Why The Rich Can Make You Rich

 
Author: J Schipper
 

If you want to share in the riches of America's wealthiest citizens, it may be an excellent financial policy to buy shares in the companies that cater to society's upper income tier, Citigroup Smith Barney suggests.

The brokerage firm gave this advice based on findings showing that the richest of the rich, who earn an average $302,000 (U.S.) or more per year, take up a disproportionately large piece of the money pie. Statistics from the 2004 Survey of Consumer Finances reveal that the richest 10 per cent of Americans make 43 per cent of earned income and own 57 per cent of U.S. net worth. By contrast, the poorest 40 per cent make only 10 per cent of the nation's total income.

The rich are in great shape, financially, Citigroup analyst Ajay Kapur declared in a recent report, noting that the net-worth-to-income ratio for the richest 10 per cent of Americans rose to 8.4 in 2004 from 7.4 in 2001. Furthermore, if the rich will be getting even richer in the coming years, this bodes extremely well for businesses selling to or servicing the rich, be it for example luxury goods, stocks or private banks.

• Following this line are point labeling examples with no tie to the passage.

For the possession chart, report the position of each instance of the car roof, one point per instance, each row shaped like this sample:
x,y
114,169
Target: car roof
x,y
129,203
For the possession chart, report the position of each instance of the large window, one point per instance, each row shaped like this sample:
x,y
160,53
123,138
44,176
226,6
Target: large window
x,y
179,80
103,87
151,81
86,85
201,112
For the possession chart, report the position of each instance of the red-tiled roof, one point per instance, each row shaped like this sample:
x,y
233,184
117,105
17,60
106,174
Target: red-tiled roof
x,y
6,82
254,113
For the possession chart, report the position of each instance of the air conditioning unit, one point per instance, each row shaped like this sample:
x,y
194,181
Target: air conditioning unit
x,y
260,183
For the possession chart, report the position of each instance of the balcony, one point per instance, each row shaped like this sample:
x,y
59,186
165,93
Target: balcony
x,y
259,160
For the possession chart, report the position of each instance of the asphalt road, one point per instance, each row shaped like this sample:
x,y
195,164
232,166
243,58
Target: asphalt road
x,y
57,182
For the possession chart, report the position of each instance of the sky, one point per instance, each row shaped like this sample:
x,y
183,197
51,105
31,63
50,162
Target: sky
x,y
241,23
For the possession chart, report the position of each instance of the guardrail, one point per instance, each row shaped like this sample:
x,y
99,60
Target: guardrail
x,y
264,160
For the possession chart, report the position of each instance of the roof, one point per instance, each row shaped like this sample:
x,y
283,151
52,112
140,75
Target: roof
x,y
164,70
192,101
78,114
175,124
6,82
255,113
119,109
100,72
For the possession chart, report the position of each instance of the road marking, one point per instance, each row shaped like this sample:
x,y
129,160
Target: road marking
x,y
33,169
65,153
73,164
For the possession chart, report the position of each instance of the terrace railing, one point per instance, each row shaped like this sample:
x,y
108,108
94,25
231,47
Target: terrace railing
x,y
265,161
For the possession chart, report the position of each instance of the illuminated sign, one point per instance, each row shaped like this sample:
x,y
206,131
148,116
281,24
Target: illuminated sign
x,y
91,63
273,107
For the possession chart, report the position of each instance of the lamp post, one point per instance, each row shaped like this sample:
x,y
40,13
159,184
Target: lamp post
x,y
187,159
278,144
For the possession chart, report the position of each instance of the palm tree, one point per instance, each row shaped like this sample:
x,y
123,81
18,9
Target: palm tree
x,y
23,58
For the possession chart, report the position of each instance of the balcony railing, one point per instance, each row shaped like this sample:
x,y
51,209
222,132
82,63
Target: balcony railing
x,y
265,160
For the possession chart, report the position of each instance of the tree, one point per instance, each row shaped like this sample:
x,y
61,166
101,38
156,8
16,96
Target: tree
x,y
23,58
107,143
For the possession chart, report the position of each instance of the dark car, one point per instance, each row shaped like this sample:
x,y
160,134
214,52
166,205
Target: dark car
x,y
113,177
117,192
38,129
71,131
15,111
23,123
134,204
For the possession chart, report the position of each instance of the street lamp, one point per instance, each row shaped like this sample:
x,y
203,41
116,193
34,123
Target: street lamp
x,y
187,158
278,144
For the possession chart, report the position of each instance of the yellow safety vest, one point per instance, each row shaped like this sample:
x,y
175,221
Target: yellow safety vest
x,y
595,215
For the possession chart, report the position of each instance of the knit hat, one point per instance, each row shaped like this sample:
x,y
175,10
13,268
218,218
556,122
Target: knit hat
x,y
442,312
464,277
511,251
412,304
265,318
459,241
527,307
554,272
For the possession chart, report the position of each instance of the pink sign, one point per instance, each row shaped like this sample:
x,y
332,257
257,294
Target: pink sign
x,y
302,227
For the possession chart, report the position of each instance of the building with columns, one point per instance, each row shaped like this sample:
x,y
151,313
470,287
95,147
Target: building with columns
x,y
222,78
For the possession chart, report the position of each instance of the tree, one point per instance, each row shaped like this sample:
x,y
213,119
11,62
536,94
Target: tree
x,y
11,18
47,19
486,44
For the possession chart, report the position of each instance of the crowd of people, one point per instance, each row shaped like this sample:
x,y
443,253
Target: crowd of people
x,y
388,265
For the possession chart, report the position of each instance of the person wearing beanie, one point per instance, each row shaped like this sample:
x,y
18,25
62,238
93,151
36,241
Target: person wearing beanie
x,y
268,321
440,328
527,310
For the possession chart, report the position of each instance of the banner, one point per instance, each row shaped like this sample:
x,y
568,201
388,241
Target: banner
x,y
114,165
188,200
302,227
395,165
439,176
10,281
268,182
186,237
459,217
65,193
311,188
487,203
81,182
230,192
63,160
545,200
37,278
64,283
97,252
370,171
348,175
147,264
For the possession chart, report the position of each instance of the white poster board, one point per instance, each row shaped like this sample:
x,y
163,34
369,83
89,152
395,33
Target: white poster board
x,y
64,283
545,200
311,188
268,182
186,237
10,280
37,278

To take advantage of this fact, the brokerage firm recommends to its clients that they invest in shares of companies that sell luxury items to the rich. For example, France's VMH Moet Hennessy Louis Vuitton SA, a luxury goods retailer whose lines include Louis Vuitton, Christian Dior, and Givenchy, is one of Citigroup's top picks among luxury companies. The other is Swiss-based Compagnie Financiere Richemont AG, a retailer of luxury watches, jewelry, and gold and silver writing sets.

The Citigroup report claimed that over the last two decades, the rich have become the dominant drivers of income, wealth and high-ticket consumer spending in countries such as America, Australia, Canada, and the United Kingdom.

A number of factors are behind this trend, including a rising company profits, the high growth in assets, tax concessions by market-friendly governments, and improved productivity. In countries where these conditions prevail, the extremely wealthy have prospered, the report noted, whereas in nations such as France, Japan, and the Netherlands, official egalitarianism has kept the rich from becoming much richer during the same period. As long as neoconservative policies continue to hold sway, the world's capitalists will become wealthier yet in the coming years, as they continue to benefit from globalization and the increase in productivity.

Globalization and increased productivity improve the finances of top corporate executives and the lawyers and bankers who serve them. Other people in the top income tier are sport stars such as golf, football, and baseball players, music and entertainment icons, and fashion models, designers and celebrity chefs.

Citigroup concludes that the huge divide between income and wealth helps explain some of the conundrums that vex so many equity investors, such as why high oil prices haven't slowed the global economy, why consumer confidence might be low yet consumption remains robust in the U.S., why savings rates are low, and why the dollar depreciation hasn't done much for the U.S. trade deficit. These concerns may vex the average income earner, but these people are not driving the retail market for luxury goods.

Although the wealthy are few in actual number, their purchases amount to a disproportionately large amount of all consumer spending, Citigroup said. And because this small demographic group is growing steadily richer, they are happy to keep consuming. For example, middle-to-lower income Americans, who have a relatively larger share of their assets invested in their homes, are more influenced by a housing slowdown than the wealthy, who have a lesser percentage tied up. And since the wealthy are not influenced by factors such as high oil prices, weak consumer sentiment, or current account deficits, the risk attributed to stocks by equity investors may be overly high, Citigroup said.

As a result of its findings, Citigroup recommends investors purchase stocks in a basket of luxury companies, including Zurich-based private bank Julius Baer & Co. Ltd., jewelry seller Tiffany & Co., and Porsche AG, which features expensive sports cars.